These abbreviations are used often in the world of DevOps, NOC, and R&D, but often they are used interchangeably when they aren’t actually the same. So, what’s the difference?
There are quite a few “MT” abbreviations used in environments that handle outages, downtime, glitches, and other technical incidents. The most common are MTTR, MTBF, MTTF, and MTTA.
MTTR: Mean Time To…
MTTR represents more than one single metric or measurement because the R stands for four different things: repair, recovery, respond, and resolve. Sometimes, you may come across “restore” for the R as well. There is some overlap between them in certain cases, but they are not the same. How long it takes to repair an incident can sometimes be the same as the time it took to recover or resolve, but not always.
For example, “mean time to repair” is the average time required to fix something and return it to production status – this includes finding out about the problem, analyzing/diagnosing it, and repairing it. On the other hand, “mean time to recovery” is the average time it will take to recover from the failure, meaning how long it takes for the system to be up and running again.
Then we have “respond”, which is the average time it takes to respond to a problem, and is a critical metric that helps teams learn where they can improve operational efficiency.
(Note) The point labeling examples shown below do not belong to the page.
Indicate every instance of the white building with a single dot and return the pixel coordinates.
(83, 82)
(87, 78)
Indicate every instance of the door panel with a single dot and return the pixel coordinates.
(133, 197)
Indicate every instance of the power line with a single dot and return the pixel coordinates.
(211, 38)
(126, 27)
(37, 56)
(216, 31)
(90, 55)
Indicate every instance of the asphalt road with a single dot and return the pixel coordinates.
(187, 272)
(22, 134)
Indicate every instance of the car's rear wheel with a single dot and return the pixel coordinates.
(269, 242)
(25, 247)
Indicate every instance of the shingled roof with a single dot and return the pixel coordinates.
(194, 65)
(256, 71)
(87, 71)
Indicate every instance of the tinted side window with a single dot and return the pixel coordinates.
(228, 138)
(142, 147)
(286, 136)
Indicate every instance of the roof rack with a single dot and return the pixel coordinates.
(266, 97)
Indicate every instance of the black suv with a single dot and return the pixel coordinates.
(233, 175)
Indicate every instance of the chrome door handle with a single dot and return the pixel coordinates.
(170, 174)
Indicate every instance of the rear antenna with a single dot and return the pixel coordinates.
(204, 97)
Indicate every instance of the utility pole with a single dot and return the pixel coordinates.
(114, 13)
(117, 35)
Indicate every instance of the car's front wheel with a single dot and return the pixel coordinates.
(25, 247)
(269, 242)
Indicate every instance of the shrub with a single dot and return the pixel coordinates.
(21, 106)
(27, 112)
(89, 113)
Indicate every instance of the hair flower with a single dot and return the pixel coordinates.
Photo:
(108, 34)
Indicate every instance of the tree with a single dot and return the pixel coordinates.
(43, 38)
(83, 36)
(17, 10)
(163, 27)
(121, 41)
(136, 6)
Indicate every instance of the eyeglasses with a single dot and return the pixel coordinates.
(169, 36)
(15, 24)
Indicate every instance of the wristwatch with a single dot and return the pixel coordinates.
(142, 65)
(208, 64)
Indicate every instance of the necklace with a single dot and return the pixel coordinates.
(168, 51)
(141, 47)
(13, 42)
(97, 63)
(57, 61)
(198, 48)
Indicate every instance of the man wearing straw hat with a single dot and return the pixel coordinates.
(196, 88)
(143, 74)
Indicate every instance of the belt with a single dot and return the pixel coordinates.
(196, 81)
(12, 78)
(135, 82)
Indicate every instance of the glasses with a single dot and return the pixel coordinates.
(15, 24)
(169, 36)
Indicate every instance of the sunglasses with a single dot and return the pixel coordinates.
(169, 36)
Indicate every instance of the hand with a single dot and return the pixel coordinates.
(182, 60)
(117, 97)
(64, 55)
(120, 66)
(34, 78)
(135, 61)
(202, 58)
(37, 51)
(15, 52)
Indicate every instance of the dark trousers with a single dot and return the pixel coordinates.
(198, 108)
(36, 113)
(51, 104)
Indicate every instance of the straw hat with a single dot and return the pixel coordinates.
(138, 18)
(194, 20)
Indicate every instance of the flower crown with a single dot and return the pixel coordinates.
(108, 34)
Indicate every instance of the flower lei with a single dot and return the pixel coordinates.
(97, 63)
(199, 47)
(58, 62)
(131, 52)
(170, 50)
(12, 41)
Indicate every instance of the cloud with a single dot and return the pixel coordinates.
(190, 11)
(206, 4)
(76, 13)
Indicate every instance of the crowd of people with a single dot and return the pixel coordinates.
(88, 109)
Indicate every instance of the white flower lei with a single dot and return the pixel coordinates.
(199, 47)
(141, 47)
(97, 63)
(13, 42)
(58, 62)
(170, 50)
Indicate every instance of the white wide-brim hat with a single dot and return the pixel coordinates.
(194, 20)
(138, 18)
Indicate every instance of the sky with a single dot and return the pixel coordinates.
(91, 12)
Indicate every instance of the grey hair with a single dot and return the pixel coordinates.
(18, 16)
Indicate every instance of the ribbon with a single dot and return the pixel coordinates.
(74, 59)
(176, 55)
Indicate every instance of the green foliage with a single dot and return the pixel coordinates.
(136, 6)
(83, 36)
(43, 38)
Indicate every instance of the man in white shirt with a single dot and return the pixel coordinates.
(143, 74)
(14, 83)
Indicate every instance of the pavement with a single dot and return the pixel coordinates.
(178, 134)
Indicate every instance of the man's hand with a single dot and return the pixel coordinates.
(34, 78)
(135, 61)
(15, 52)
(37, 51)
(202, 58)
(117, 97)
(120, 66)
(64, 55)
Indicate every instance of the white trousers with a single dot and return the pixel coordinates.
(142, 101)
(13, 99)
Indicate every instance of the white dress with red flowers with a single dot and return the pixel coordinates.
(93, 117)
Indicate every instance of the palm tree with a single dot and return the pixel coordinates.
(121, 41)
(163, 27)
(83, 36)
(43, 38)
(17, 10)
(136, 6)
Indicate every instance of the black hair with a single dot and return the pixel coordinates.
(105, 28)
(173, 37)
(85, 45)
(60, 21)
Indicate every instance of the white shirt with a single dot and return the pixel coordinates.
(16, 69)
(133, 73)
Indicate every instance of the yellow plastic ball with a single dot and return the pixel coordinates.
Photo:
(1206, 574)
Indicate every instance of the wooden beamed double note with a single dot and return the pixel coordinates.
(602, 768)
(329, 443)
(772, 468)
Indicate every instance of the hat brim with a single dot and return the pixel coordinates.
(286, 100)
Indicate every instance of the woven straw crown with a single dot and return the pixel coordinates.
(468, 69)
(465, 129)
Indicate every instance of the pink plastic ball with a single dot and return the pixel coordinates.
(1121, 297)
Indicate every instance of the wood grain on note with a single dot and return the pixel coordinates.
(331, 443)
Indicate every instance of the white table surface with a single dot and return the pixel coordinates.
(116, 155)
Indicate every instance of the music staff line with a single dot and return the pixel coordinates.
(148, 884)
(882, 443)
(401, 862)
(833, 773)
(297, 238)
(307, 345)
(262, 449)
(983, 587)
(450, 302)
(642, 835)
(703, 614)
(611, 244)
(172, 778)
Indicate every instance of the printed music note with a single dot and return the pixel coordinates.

When discussing MTTR, it’s important to clarify what metric you’re referring to exactly.
MTBF: Mean Time Between Failures
MTFB is the average time between repairable failures and is used to track the availability and reliability of a product or service. The longer the time between failures, the better (and more reliable) the system. The number is calculated by simply taking the data from the period you’re analyzing (6 months, a year, five years, etc.) and dividing the operational time in that period by the number of failures. Since this focuses on failures only, i.e., unexpected issues, it doesn’t include downtime or outages as a result of planned maintenance.
MTTA: Mean Time to Acknowledge
This metric represents the average time it takes from the moment an alert is triggered to the time work actually begins to resolve the issue. It’s used to monitor and improve a team’s level of responsiveness and identify when the team may be suffering from fatigue (due to a sudden increase in MTTA). It’s a great way to flag these times of issues quickly while also keeping track of the long-term team’s responsiveness and streamlining efforts.
MTTF: Mean Time to Failure
MTTF is the average time between non-repairable failures and is used to understand how long a product, component, or system lasts – its lifetime.
SLA: Service-Level Agreement
Put simply, SLA is the level of service a customer expects from the supplier and lays down metrics by which the service is measured. In some cases, it will also include penalties if the service levels in the SLA are not met. SLAs are typically between companies and suppliers, but are also often used between departments within the same company.
For example, the DevOps department may have an SLA in which they commit to ensure network availability of 99.99% for the R&D department. Externally, a web-hosting company may commit to the same level of availability and uptime to its customers and reduce their annual subscription in the event the SLA terms are not met.
As always, communication is key, and it’s important for teams to simply ask and clarify what is expected of them when these terms are used.